Читаем «Крушение кумиров», или Одоление соблазнов полностью

Можно сказать, что само время актерствовало. Ведь на самой вершине государства, оказалось, нуждались в гениальном актере жизни— Григории Распутине, который изображал из себя святого старца и одновременно распутствовал. Его актерский талант сделал его первым человеком при императорской фамилии, а стало быть, и в России. Он был не одинок. Стоит указать на психологически однородный персонаж из элиты «Серебряного века» — на Максима Горького (отметим актерский псевдоним, с которым он прошел по жизни, да так, что люди забыли его настоящее имя: Алексей Пешков). Из простой пешки этот купеческий внук добрался до роли ферзя —«величайшего пролетарского писателя первого в мире социалистического государства». Уже упомянутый Клаус Манн вспоминал о своем визите к классику соцреализма после Первого съезда советских писателей: «Прием в доме Горького. Писатель, познавший и изобразивший крайнюю бедность, мрачнейшую нищету, жил в княжеской роскоши; дамы его семьи принимали нас в парижских туалетах; угощение за его столом отличалось азиатской пышностью» [387]. Не случайно Иван Бунин самой характерной чертой Горького считал его бесконечное актерство: «Горький оставил после себя невероятное количество своих портретов всех возрастов вплоть до старости, просто поразительных по количеству актерских поз и выражений, <…> он вообще ни минуты не мог побыть на людях без актерства, без фразерства» [388].

Эти позы, маски в восприятии современников срастались с образом поэта, как, скажем, «желтая кофта» с ранним Маяковским. Некоторые старательно создавали свой образ, например Валерий Брюсов. Маргарита Волошина вспоминала о нем: «Черные густые брови, широкие скулы — московский купец, стилизующийся под Клингзора» [389]. Замечу здесь, что Клингзор — Черный маг из цикла средневековых романов о Граале — был весьма популярным персонажем в мифопоэтике Серебряного века, а Брюсов и в жизни изображал мага. Личинность, маска замещала лик человека.Об этом поразительное самоисследование Андрея Белого: «Что-то от “личины”приросло к лику индивидуума; в позднейших символизациях жизни и “Борис Николаевич”,и “Андрей Белый”,и “Унзер Фрейнд”вынужден был изживать свое сомосознающее “Я” не по прямому поводу, а в диалектике ритмизируемых вариаций “Я’личностей — личин, из которых ни одна не была “Я”;причина, почему “ Я’ не изживаемо в личности — личине, уже с семилетнего возраста — предмет мучительных раздумий» [390]. Вызывая в памяти прошлое, «Серебряный век», Анна Ахматова в поэме «Без героя» (кстати, удивительно точное название: там, где все личины, героя быть не может) ждет к себе друзей молодости, и они являются — масками:

Этот Фаустом, тот Дон — Жуаном,Дапертутто, Иоканааном,Самый скромный — северным Гланом,Иль убийцею Дорианом,И все шепчут своим ДианамТвердо выученный урок.

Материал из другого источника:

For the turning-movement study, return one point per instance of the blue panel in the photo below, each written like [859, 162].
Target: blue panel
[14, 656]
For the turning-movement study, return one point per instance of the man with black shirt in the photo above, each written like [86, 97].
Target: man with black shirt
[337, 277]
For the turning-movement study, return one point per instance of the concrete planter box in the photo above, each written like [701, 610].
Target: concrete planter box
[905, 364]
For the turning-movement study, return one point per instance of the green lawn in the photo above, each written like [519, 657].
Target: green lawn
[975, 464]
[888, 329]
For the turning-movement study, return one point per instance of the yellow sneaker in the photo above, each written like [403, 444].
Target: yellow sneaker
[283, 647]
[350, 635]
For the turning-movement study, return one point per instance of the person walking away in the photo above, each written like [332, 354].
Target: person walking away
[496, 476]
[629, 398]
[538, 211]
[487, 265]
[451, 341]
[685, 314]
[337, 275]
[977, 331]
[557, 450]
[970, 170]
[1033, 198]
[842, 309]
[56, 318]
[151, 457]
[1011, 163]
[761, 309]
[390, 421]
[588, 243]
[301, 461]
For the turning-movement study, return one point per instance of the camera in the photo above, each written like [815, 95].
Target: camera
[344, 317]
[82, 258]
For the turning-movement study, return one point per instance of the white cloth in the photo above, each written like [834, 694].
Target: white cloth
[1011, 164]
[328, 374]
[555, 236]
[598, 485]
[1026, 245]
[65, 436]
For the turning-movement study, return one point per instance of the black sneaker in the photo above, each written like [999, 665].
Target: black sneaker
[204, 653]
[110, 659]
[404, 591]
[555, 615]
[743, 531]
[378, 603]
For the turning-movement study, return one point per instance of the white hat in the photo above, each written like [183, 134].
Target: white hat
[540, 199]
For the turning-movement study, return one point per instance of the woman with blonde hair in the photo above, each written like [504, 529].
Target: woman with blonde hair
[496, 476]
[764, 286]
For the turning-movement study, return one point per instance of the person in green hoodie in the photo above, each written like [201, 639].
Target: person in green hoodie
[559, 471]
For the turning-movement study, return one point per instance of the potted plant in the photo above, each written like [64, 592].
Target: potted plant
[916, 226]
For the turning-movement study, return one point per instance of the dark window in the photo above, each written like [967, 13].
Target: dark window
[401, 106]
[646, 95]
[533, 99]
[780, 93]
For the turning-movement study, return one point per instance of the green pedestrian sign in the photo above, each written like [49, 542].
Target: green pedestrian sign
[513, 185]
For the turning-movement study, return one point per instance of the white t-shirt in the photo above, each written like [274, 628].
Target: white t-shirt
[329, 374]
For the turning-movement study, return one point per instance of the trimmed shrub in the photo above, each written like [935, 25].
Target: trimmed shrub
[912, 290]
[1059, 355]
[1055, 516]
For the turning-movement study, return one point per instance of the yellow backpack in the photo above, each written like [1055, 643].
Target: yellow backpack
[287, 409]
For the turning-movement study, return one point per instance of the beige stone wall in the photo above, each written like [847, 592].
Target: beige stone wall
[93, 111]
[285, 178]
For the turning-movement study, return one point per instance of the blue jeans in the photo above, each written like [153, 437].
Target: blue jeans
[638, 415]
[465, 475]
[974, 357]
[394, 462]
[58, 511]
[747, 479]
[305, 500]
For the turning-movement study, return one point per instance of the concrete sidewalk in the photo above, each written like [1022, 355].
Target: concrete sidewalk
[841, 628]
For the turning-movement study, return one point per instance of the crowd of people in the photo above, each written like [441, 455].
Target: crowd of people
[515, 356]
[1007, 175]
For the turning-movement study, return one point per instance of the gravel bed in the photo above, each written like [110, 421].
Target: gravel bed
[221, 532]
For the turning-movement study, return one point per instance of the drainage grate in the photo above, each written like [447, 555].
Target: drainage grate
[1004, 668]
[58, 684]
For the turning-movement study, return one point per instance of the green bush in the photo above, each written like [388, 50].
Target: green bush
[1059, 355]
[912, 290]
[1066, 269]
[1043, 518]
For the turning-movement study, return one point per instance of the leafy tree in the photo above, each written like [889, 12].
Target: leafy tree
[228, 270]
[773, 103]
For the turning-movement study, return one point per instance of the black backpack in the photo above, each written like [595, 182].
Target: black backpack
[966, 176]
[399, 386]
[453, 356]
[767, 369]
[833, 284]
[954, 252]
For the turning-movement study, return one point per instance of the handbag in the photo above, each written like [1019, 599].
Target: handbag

Вот такая была эта актерская, артистическая эпоха, тигель, в котором много чего плавилось и выплавилось. Разумеется, никакая эпоха не может даже вообразить следующую, идущую ей на смену. Но она придает будущему не просто тон, окраску, стиль. Очень часто стиль прошлой эпохи оказывается сутью, спецификой новой. Современники «Серебряного века» чувствовали установившийся артистический стиль, не сознавая его как нечто, имеющее сущностное значение. Тем более никто не ставил вопрос об актерстве как типе сознания, типе души,типе, имеющем глубоко философский и мировоззренческий смысл. Впрочем, я не прав, это попытался сделать Федор Степун.

Создавая свой трактат «Природа актерской души», Степун, как и положено человеку, прошедшему школу неокантианства и гуссерлианской феноменологии, опирался на свой выстраданный опыт, в духе «строгой науки»: «Я исхожу из самоанализа и стремлюсь не к исторически верному, но лишь к внутренне точному воображаемому портрету. Избранный метод я не только не считаю произвольным, я не считаю его и субъективным. Я уверен даже, что он в скрытом виде неизбежно лежит в основе всякого так называемого научно — объективного исторического исследования. Все научнообъективные ответы истории зависят в конечном счете от наших до — научных, внеисторических, личных убеждений» (ВиР, 38). Вместе с тем он, как видим, полагает, что из его анализа возможны исторические экстраполяции, так сказать, «научно — объективные вопросы к истории». Поэтому все дальнейшее изложение является по сути культурологическим прочтением (или попыткой культурологического прочтения) феноменологического текста. Впрочем, нечто подобное позволял себе и сам Степун, обращаясь к проблеме артистизма в своих историософских статьях и исследованиях, а также в мемуарах как к историко — культурному явлению.